Small methods *are* Smalltalk. What exactly of Smalltalk do you actually like? The environment? Are you sure you don't just want Haskell/Ocaml/whatever in a Smalltalk-like IDE? Perhaps you should check out the Lisp+Slime combination.
In Ocaml there is simply no bloat. Just open their doc. count the methods. There are very few.
Which means everytime I want to do certain things I have to write specialized methods for it. In Smalltalk most of these have been done in the image already. In most any language I know besides Smalltalk I always have a "utilities" library I build up from all these methods I would otherwise have to keep redefining.
LISP is even more terse.
Not sure which Lisp you mean here but:
http://www.ffconsultancy.com/languages/ray_tracer/verbosity.html
The reason Lisps tend to be terse is because of Macros, but I'm kind of confused how this applies to your point that the libraries should have few methods.

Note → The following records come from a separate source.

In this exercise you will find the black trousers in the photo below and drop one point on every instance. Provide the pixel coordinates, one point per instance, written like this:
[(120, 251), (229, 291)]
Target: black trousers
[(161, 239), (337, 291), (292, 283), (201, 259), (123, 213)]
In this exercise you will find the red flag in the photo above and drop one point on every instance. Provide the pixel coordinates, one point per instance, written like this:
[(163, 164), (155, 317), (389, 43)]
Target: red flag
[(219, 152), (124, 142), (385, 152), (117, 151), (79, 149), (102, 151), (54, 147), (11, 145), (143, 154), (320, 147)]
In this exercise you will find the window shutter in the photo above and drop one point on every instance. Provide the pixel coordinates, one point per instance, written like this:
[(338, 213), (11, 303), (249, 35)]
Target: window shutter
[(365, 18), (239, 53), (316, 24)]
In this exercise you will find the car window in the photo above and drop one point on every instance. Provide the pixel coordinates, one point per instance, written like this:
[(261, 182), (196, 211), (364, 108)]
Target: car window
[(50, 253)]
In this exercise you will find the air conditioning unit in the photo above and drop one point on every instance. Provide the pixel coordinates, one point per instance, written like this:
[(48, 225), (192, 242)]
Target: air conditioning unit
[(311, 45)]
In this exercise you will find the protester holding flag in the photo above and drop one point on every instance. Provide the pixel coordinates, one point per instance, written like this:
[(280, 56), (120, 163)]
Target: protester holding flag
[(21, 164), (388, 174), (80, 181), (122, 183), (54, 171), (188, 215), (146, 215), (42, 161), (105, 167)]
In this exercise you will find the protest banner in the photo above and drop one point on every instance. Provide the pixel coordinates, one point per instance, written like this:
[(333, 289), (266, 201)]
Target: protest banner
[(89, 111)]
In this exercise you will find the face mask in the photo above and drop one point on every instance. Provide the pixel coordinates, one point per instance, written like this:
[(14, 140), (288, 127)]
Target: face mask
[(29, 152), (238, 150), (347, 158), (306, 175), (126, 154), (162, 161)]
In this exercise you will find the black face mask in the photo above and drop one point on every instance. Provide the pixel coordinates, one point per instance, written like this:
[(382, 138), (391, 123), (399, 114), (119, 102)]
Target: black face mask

Common lisp probably has more methods for collections then Smalltalk, and with odd names.
For example, filtering a collection: select:/reject: (Smalltalk), filter (Haskell, Ocaml, Python, etc.), remove-if-not (Common Lisp)
Then there is the following, which is a bit more subjective.
I don't care of traits. I don't care of inheritance, the less the better. It confuses me.
I really don't see what it *is* that you like of Smalltalk besides perhaps the IDE and the debugger.